Effects Are Interfaces
副作用即接口
The one idea you need is the algebraic effect handler. An effect declares operations; a handler gives them meaning. Here is a producer that yields a sequence and has no idea who is listening: 你需要掌握的核心概念是“代数效应处理器”(algebraic effect handler)。效应声明操作,而处理器赋予这些操作意义。下面是一个生成序列的生产者,它完全不知道谁在监听:
effect Gen {
ctl yield(Int) : Unit
}
fn produce(n) : !{Gen} Unit =
if n == 0 then ()
else yield(n)
produce(n - 1)
The !{Gen} in the type is the function confessing, in writing, that it performs the yield operation and someone upstream had better deal with it. Now we hand the same producer to two different handlers:
类型中的 !{Gen} 是该函数在“书面”上坦白:它执行了 yield 操作,上游调用者最好处理它。现在,我们将同一个生产者交给两个不同的处理器:
fn total(n) = handle produce(n) with
yield(v, k) => v + k(())
return r => 0
fn count(n) = handle produce(n) with
yield(v, k) => 1 + k(())
return r => 0
The k is the continuation, the rest of the computation, reified as an ordinary value you can hold in your hand. total resumes it and adds; count resumes it and counts. A handler can ignore k entirely (that is an exception), call it once (that is state, or a generator), or call it many times. This last one is the move that makes algebraic effects more than sugar. Here a handler finds Pythagorean triples by resuming the same continuation once per candidate, which is to say it explores a whole search tree using nothing but straight-line code and a handler that says “yes, and also try the other branch”:
k 是延续(continuation),即计算的剩余部分,它被具体化为一个你可以直接操作的普通值。total 恢复它并进行累加;count 恢复它并进行计数。处理器可以完全忽略 k(这就是异常),调用它一次(这就是状态或生成器),或者调用它多次。最后一种用法使得代数效应不仅仅是语法糖。在这里,处理器通过为每个候选者恢复一次相同的延续来寻找勾股数,这意味着它仅使用线性代码和一个表示“是的,同时也尝试另一个分支”的处理器,就探索了整个搜索树:
effect Amb {
ctl choose(Int) : Int,
ctl reject(Unit) : Int
}
fn triple(n) : !{Amb} Int =
let a = choose(n)
let b = choose(n)
let c = choose(n)
if a > 0 && b > 0 && a <= b && a * a + b * b == c * c
then a * 10000 + b * 100 + c
else reject(())
fn solutions(n) = handle triple(n) with
choose(m, k) => flatten(map(\(i) -> k(i), range(0, m)))
reject(u, k) => Nil
return r => Cons(r, Nil)
choose(n) offers a value in 0..n-1 and reject() prunes a dead branch, and because the handler resumes k once for every candidate, triple reads like a function that just picks three numbers. If you have used OCaml 5 this will feel familiar, except OCaml keeps its effects out of the types, so you find out about an unhandled one at runtime, in production, on a Friday. If you have used Haskell this will also feel familiar, except in Haskell you would be assembling a monad transformer stack, lifting each operation through every layer by hand, and explaining to a junior colleague that a monad is just a monoid in the category of endofunctors, what’s the problem.

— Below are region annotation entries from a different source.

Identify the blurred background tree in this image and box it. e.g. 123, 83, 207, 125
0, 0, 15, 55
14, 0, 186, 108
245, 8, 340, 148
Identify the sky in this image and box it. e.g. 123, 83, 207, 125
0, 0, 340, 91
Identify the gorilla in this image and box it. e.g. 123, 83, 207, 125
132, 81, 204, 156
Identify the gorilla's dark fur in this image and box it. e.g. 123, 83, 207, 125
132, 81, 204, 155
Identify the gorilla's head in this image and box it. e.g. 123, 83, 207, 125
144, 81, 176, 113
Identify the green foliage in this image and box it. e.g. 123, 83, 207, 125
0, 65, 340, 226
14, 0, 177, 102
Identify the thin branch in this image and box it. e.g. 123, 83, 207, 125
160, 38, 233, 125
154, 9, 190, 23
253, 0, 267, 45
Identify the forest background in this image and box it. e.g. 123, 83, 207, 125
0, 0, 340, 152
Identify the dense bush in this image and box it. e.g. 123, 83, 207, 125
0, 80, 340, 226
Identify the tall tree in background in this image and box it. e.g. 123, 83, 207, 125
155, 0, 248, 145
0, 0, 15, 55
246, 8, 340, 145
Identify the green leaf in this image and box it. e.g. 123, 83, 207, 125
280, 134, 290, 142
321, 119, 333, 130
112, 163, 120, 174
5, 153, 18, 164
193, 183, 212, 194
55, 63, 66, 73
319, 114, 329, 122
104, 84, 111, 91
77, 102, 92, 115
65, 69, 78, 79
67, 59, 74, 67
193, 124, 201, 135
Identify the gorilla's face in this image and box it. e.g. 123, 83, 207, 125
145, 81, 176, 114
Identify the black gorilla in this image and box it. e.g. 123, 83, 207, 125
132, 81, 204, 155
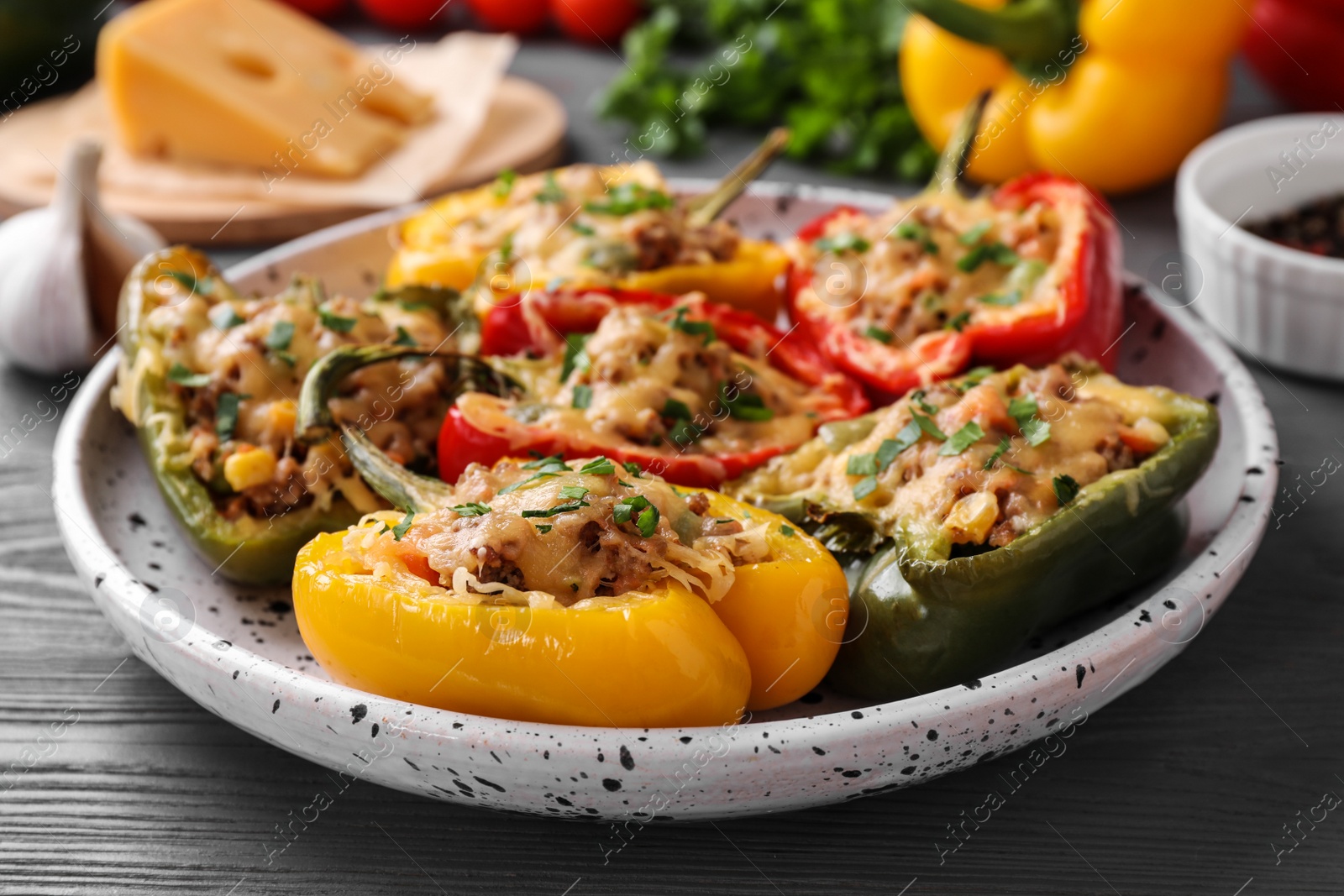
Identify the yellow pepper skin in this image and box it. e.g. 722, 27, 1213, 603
386, 168, 789, 321
900, 0, 1247, 193
293, 493, 848, 728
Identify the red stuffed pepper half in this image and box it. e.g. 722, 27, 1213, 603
438, 289, 869, 488
789, 175, 1124, 401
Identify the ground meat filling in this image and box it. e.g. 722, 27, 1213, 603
347, 458, 769, 605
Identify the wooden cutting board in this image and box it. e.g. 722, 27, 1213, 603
0, 76, 567, 246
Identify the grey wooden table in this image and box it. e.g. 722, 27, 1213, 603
0, 36, 1344, 896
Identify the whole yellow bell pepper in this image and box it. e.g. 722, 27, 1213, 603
293, 489, 848, 728
387, 165, 789, 321
900, 0, 1247, 193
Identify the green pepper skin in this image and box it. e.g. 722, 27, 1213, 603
117, 246, 360, 584
828, 390, 1219, 700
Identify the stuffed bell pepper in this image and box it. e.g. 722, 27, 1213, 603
438, 289, 867, 488
293, 375, 848, 726
789, 123, 1122, 401
387, 153, 789, 321
113, 247, 477, 583
727, 364, 1218, 700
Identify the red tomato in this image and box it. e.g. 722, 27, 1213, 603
551, 0, 640, 43
359, 0, 448, 31
466, 0, 547, 34
274, 0, 345, 18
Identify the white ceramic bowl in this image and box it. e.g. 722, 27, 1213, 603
54, 181, 1278, 822
1183, 114, 1344, 379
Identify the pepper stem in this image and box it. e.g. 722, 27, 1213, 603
929, 90, 990, 193
685, 128, 789, 227
906, 0, 1079, 76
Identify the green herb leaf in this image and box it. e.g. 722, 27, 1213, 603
210, 302, 246, 329
1053, 473, 1082, 506
811, 233, 872, 255
316, 307, 356, 334
215, 392, 251, 442
853, 475, 878, 501
168, 361, 210, 388
560, 333, 591, 383
522, 501, 589, 518
392, 511, 415, 542
266, 321, 294, 352
580, 457, 616, 475
938, 421, 985, 457
957, 220, 995, 246
910, 408, 948, 442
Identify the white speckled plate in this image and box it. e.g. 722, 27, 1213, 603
55, 183, 1277, 820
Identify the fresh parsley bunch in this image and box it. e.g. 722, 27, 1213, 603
601, 0, 937, 180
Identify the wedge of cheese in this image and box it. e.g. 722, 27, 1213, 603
98, 0, 432, 179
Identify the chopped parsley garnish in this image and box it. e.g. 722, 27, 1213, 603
957, 220, 995, 246
215, 392, 251, 442
168, 361, 210, 388
560, 333, 591, 383
894, 220, 938, 255
1008, 392, 1050, 448
719, 383, 774, 423
853, 475, 878, 501
316, 307, 356, 334
1053, 473, 1082, 506
522, 501, 589, 518
910, 408, 948, 442
668, 305, 715, 345
265, 321, 294, 352
580, 457, 616, 475
976, 289, 1021, 307
910, 390, 938, 414
813, 233, 872, 255
957, 244, 1020, 274
938, 421, 985, 457
210, 302, 246, 329
583, 183, 674, 217
536, 170, 564, 203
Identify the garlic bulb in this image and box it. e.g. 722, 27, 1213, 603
0, 139, 164, 374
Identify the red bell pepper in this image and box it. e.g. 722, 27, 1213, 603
438, 287, 869, 488
789, 173, 1124, 403
1242, 0, 1344, 110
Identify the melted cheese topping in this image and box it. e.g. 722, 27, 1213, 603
345, 458, 770, 605
127, 278, 454, 518
789, 195, 1064, 345
727, 364, 1173, 547
402, 161, 738, 286
459, 297, 844, 454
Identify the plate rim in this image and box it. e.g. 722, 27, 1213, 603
52, 180, 1278, 818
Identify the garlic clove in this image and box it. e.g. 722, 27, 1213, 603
0, 139, 165, 374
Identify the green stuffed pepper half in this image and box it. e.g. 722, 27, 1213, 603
726, 360, 1218, 700
113, 246, 477, 584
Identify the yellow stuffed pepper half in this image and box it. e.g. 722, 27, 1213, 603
293, 451, 848, 728
387, 161, 789, 321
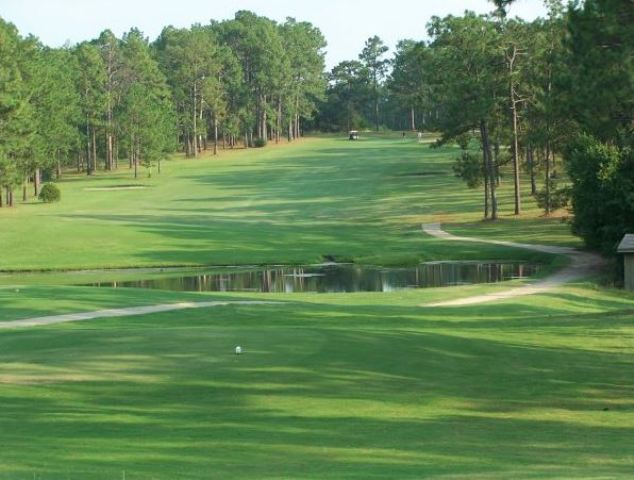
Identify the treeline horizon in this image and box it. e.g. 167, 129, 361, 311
0, 11, 326, 201
316, 0, 634, 253
0, 0, 634, 251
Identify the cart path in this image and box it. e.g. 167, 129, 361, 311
0, 301, 280, 329
421, 223, 603, 307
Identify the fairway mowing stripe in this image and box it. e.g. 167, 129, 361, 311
420, 223, 604, 307
0, 301, 282, 329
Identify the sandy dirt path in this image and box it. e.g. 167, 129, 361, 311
0, 301, 279, 329
421, 223, 603, 307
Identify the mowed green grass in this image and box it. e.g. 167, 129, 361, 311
0, 136, 634, 480
0, 284, 634, 480
0, 135, 578, 270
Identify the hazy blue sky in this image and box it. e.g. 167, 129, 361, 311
0, 0, 545, 67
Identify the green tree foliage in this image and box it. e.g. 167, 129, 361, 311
38, 183, 62, 203
566, 134, 634, 253
359, 35, 390, 131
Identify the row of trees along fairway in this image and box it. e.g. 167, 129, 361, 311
0, 11, 326, 206
316, 0, 634, 255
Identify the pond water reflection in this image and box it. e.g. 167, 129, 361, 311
89, 262, 538, 293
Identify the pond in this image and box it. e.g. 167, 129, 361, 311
83, 262, 539, 293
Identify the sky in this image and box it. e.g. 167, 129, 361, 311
0, 0, 546, 69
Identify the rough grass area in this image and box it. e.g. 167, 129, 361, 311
0, 285, 634, 480
0, 135, 634, 480
0, 135, 575, 270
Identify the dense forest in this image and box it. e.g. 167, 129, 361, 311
0, 11, 326, 191
315, 0, 634, 253
0, 0, 634, 255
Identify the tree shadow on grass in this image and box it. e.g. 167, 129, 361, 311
0, 296, 634, 479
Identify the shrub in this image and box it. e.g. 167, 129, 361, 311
535, 179, 570, 211
38, 183, 62, 203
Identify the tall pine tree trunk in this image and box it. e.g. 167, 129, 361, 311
86, 120, 92, 175
191, 82, 198, 158
480, 120, 498, 220
545, 142, 551, 216
92, 126, 97, 170
526, 145, 537, 196
33, 168, 42, 197
214, 113, 218, 155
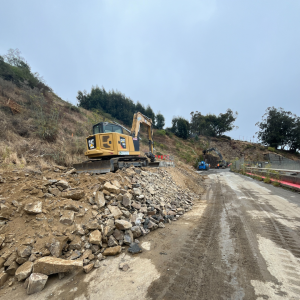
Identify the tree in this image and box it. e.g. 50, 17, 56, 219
206, 108, 238, 136
0, 49, 51, 91
255, 107, 299, 151
171, 117, 190, 139
76, 86, 155, 126
155, 112, 165, 129
190, 109, 238, 136
145, 105, 155, 126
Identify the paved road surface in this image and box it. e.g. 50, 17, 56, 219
148, 170, 300, 300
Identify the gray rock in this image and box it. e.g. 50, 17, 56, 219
94, 259, 101, 268
15, 261, 33, 281
119, 263, 130, 272
113, 229, 124, 241
74, 224, 85, 235
49, 236, 69, 257
64, 204, 79, 212
94, 191, 105, 208
27, 273, 48, 295
107, 205, 123, 219
103, 182, 120, 195
33, 256, 83, 275
115, 220, 132, 230
122, 193, 132, 207
68, 250, 81, 260
124, 234, 133, 245
89, 230, 102, 246
69, 235, 82, 250
17, 245, 32, 258
6, 261, 19, 276
107, 235, 118, 247
128, 243, 143, 254
56, 180, 70, 190
59, 210, 74, 226
24, 201, 43, 215
62, 189, 85, 200
48, 187, 61, 196
0, 271, 8, 287
85, 220, 99, 230
133, 188, 142, 196
131, 226, 142, 238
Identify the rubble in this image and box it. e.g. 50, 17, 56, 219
102, 246, 122, 256
15, 261, 33, 281
0, 167, 197, 293
33, 256, 83, 275
27, 273, 48, 295
24, 201, 43, 214
0, 271, 8, 287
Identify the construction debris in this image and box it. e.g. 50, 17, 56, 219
0, 167, 198, 294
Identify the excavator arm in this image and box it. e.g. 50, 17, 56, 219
130, 112, 155, 162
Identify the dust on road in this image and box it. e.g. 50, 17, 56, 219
5, 170, 300, 300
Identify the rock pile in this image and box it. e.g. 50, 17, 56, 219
0, 168, 197, 294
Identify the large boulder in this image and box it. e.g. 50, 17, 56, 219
107, 205, 123, 219
94, 191, 105, 208
62, 189, 85, 200
59, 210, 75, 226
33, 256, 83, 275
27, 273, 48, 295
102, 246, 122, 256
49, 236, 69, 257
0, 271, 8, 287
89, 230, 102, 246
122, 193, 132, 207
24, 201, 43, 215
15, 261, 33, 281
56, 180, 70, 190
103, 181, 120, 195
17, 245, 32, 257
115, 220, 132, 230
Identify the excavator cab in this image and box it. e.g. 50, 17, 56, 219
93, 122, 123, 134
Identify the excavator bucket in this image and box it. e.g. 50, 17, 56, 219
73, 160, 114, 174
148, 161, 159, 168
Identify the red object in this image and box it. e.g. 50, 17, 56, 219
247, 173, 300, 189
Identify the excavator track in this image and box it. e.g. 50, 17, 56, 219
73, 156, 154, 174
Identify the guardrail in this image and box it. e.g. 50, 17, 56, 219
245, 166, 300, 174
244, 166, 300, 186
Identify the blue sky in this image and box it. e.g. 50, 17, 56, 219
0, 0, 300, 140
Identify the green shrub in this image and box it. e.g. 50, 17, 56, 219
154, 129, 166, 136
165, 130, 173, 138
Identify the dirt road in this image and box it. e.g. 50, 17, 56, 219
6, 170, 300, 300
148, 172, 300, 299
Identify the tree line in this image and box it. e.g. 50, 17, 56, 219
167, 109, 238, 139
256, 107, 300, 152
76, 86, 165, 129
0, 49, 51, 92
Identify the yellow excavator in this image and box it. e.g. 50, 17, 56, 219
73, 112, 159, 174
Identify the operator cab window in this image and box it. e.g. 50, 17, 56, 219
93, 124, 102, 134
93, 123, 123, 134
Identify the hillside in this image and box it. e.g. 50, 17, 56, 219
0, 74, 297, 169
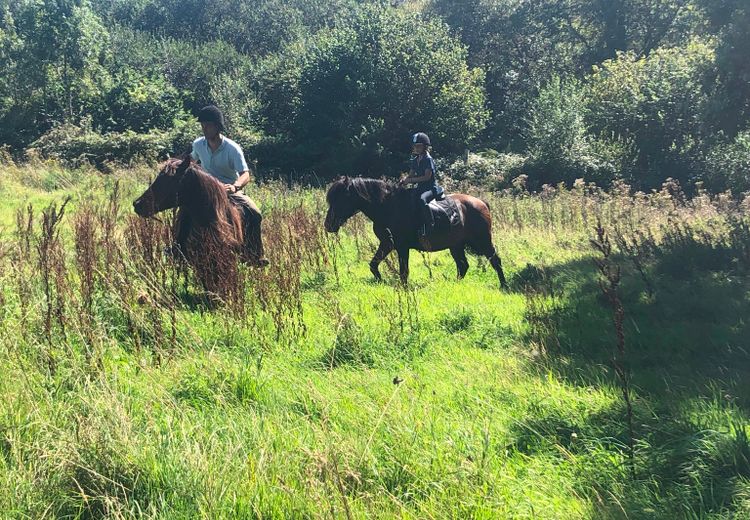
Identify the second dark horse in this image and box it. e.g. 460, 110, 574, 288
325, 177, 508, 288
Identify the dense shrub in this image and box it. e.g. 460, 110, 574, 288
439, 153, 527, 190
706, 130, 750, 194
254, 5, 487, 174
526, 78, 633, 188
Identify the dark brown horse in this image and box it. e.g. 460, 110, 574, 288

choose(n) 提供 0 到 n-1 之间的值,而 reject() 则剪掉无效分支。由于处理器为每个候选者恢复一次 k,triple 读起来就像一个简单的挑选三个数字的函数。如果你用过 OCaml 5,这会让你感到亲切,但 OCaml 将副作用排除在类型之外,所以你往往会在周五的生产环境中才发现未处理的异常。如果你用过 Haskell,这也会让你感到熟悉,但在 Haskell 中,你必须构建一个单子转换器栈(monad transformer stack),手动将每个操作提升(lift)到每一层,并向初级同事解释“单子不过是自函子范畴上的幺半群,这有什么问题吗”。
Prism’s effects are row polymorphic. They union structurally across calls. There is nothing to stack and nothing to lift, because there is no tower, only a set. Prism 的副作用是行多态(row polymorphic)的。它们在调用之间进行结构性合并。这里没有需要堆叠的东西,也没有需要提升的东西,因为这里没有“塔”,只有“集合”。